Looters breached T-Mobile #seattleprotest pic.twitter.com/YMABkYCsIC
— Matt M. McKnight (@mattmillsphoto) May 31, 2020
The Seattle Police Department did not respond to a request for comment.
Aronie and his instructors have received pushback during training. Some trainees claim they already fully understand and practice intervention, but Aronie is quick to point out they do not. He also faces deep-seated cultural issues in law enforcement against ratting on fellow officers.
“It has nothing to do with ratting,” said Aronie, who is a D.C.-based attorney at the international law firm Sheppard Mullin. “It’s about intervening before you’re ever at a point where you have to rat. Peer intervention is a sign of loyalty.”
He is eager to take this training nationwide.
Meeting this moment
Peer intervention training is spreading to departments around the country.
Three years after it entered into a federal consent decree, the Baltimore Police Department is close to implementing its own version of EPIC training.
In collaboration with the U.S. Department of Justice, the department will soon release draft training documents for public comment, said Danny Murphy, deputy commissioner of the Compliance Bureau at the Baltimore Police Department.
Murphy, who was the deputy superintendent of the New Orleans Police Department from 2016 until 2019, has seen how that training can change law enforcement culture.
“This moment speaks to the necessity of EPIC training,” he said. “I really don’t think it’s an option at this point. We need to train our officers how to intervene to prevent such tragedies from happening. Failure to intervene is profoundly damaging in so many ways.”

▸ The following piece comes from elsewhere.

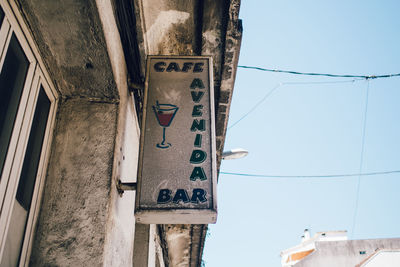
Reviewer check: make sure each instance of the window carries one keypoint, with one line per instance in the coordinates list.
(27, 108)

Police train to be ‘social workers of last resort’
In addition to the Washington state and Northern Virginia training academies, Aronie, the federal monitor in New Orleans, has helped instruct leaders from police departments in Charleston, South Carolina; Muscatine, Iowa; Washington, D.C., and elsewhere. He also received recent requests for instruction from West Virginia and New York state.
Law enforcement officials, he said, are interested in how the training improved the New Orleans Police Department.

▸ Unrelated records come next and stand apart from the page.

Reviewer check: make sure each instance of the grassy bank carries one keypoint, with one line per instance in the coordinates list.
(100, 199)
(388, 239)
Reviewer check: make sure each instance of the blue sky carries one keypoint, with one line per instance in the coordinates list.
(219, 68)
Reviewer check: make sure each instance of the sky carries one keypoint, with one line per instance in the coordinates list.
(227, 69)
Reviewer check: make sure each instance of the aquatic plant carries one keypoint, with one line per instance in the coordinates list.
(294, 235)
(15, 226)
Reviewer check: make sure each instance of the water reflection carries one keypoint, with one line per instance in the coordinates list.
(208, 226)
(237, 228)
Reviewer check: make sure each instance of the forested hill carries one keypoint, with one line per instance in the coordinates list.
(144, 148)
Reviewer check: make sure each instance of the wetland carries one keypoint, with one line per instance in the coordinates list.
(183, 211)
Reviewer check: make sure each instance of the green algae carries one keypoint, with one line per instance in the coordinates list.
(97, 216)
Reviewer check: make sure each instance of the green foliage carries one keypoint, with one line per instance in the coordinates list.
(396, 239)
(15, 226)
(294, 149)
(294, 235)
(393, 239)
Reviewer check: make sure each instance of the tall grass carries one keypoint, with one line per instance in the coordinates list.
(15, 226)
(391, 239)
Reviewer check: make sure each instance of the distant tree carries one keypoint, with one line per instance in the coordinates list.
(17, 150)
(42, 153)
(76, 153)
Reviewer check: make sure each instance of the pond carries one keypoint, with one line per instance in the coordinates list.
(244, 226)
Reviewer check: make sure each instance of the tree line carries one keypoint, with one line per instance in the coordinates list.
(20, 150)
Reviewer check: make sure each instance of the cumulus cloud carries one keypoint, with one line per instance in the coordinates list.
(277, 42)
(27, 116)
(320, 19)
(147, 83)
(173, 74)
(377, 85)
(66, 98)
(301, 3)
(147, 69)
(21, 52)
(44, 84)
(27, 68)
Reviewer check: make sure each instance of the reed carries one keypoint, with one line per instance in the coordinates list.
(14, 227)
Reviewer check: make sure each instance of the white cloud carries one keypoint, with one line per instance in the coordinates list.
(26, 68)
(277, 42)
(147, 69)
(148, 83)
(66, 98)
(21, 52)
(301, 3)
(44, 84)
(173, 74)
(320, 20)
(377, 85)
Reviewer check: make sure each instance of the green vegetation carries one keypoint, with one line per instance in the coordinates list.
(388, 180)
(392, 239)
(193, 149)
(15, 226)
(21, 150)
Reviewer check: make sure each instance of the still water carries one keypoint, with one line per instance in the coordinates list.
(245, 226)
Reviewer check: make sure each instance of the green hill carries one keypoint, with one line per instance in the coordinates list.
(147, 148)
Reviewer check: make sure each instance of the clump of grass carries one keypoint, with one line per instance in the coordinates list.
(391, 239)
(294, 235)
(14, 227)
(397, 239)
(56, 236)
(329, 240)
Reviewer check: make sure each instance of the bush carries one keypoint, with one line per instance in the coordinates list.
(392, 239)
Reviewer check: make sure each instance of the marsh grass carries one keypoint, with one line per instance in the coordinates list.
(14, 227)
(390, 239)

Federal monitors, police leadership and civil rights advocates agree that there has been a culture shift within the department. A January federal monitor report said there has been “remarkable progress over the last few years.”
While it is not possible to scientifically measure how well this training is working in New Orleans, said Ted Quant, a longtime New Orleans civil rights leader, the work there is laudable. How can misconduct that didn’t happen be measured, he asks?

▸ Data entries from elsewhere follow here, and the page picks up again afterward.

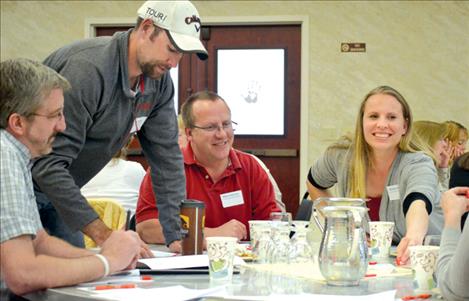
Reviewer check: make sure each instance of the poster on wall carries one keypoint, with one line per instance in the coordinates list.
(252, 83)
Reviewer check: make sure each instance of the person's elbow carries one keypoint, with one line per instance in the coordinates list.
(151, 231)
(19, 281)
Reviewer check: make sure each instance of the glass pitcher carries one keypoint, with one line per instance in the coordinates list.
(343, 252)
(320, 203)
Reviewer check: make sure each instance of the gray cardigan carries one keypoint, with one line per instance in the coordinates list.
(100, 111)
(410, 172)
(452, 270)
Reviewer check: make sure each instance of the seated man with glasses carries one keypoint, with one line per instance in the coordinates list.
(232, 184)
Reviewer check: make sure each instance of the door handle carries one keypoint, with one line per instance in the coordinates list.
(269, 152)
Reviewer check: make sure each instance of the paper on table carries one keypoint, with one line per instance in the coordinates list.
(120, 277)
(173, 293)
(157, 253)
(388, 270)
(181, 262)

Before this training existed, Quant, the former director of the Twomey Center for Peace through Justice at Loyola University, said he witnessed police be punished for attempting to stop fellow officers from using excessive force. He has advocated for peer intervention since the 1980s.
It took decades, a federal consent decree and massive departmental firings to bring peer intervention to New Orleans, he said. “The police department is invested in creating a new culture. You can’t enforce the law if people don’t respect you.”
Progress in New Orleans is in public view now, as peaceful protesters have flooded the streets.
While protests have turned violent in some cities, Police Chief Shaun Ferguson this week said New Orleans has been a “beacon of light on how to voice concerns without nonsense.”
Except for a few agitators, Ferguson said, protests have been nonviolent. New Orleans police displayed solidarity this week when they knelt with protesters on a highway.
This week, however, New Orleans police tear-gassed protesters to keep them off a major bridge. Officials say police gave demonstrators several opportunities to turn around. Ferguson said officers did not attack peaceful protesters, but those “who chose to use force.” The Louisiana chapter of the American Civil Liberties Union said they were “horrified” by that night’s police action.
As protests broke out after Floyd’s death, Ferguson sent an email to his colleagues last weekend, reminding them of their peer intervention training.
“When you intervene,” he wrote, “you have the ability to potentially save a life and a career.”